Parla-CLARIN: TEI guidelines for corpora of parliamentary proceedings
1Jožef Stefan Institute, Slovenia; 2Institute of Contemporary History, Slovenia
Parliamentary proceedings (PP) are a rich source of data used by e.g. scholars in historiography, sociology, political science, linguistics, and economics and economic history. As opposed to sources of most other language corpora, PP are not subject to copyright or personal privacy protections, and are typically available on-line thus making them ideal for compilation into corpora and open distribution. For these reasons many countries have already produced PP corpora, but each typically in their own encoding, thus limiting their comparability and utilisation in a multilingual setting.
The talk will overview current approaches to encoding PP, with a focus on TEI and TEI-like encoding and on Akoma Ntoso, a standard specifically designed for encoding PP and other legislative documents, and giving an overview of the encoding of existing PP corpora, gathered mostly from the CLARIN survey of such corpora (cf. https://www.clarin.eu/resource-families/parliamentary-corpora) and the contributions to the LREC 2018 ParlaCLARIN Workshop (cf. https://www.clarin.eu/ParlaCLARIN).
We then motivate and propose a TEI ODD (so, schema parametrisation and guidelines) for such corpora, based on the TEI module for Transcriptions of Speech. The empirical basis for the proposal is our encoding of the recently compiled 200 million token Corpus of parliamentary debates of the National Assembly of the Republic of Slovenia 1990-2018 (cf. http://hdl.handle.net/11356/1236). We distinguish encoding of metadata, including the speakers and their metadata, structure of the corpus, encoding of the speeches and notes, and linguistic annotation. This proposal will be further fleshed out at the CLARIN Workshop on Encoding Parliamentary Corpora, which takes place end of May in Utrecht, and the follow-up work on producing a CLARIN recommendation for encoding of parliamentary corpora.
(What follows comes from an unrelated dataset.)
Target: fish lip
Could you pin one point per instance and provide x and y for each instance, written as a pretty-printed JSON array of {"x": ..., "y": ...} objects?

Challenges in encoding parliamentary data: between applause and interjections
Austrian Academy of Sciences, Austria
Parliamentary data has always been of great interest to researchers in the social sciences and the humanities. There are many initiatives at European and national levels for compiling digital collections of parliamentary data. However, these initiatives use different encoding schemes to present parliamentary data ranging from ad hoc ones, over specific standards for representing legislation (e.g. Akoma Ntoso) to TEI. Akoma Ntoso has been created to make the structural and semantic components of digital parliamentary documents fully accessible to machine-driven processes. However, this encoding standard was not designed to include linguistic annotation. In this regards TEI is more suitable. The Austrian parliamentary record corpus, ParlAT (Wissik & Pirker 2018), which was before only available in a vertical format suitable for analysis in a corpus query system, is now being encoded in TEI. In this contribution, we will present the encountered challenges, often related to the fact, that the Austrian parliamentary records are edited shorthand records of the parliamentary sessions and not transcripts of recordings. The Austrian parliamentary records include a lot of comments within parenthesis and formatted differently than the other text, namely in italics. These comments range from indicating applause or laughter to indicating interjections. We decided to encode these comments in different ways using the elements from the transcription of speech module: to use <incident> for comments indicating applause or laughter and <u> (utterance) for comments indicating interjections . In the contribution, we will discuss the solutions for encoding such comments, regarding the Austrian case but also in relation to a more general scheme proposed by Tomaž Erjavec and Andrej Pančur, the teiParla .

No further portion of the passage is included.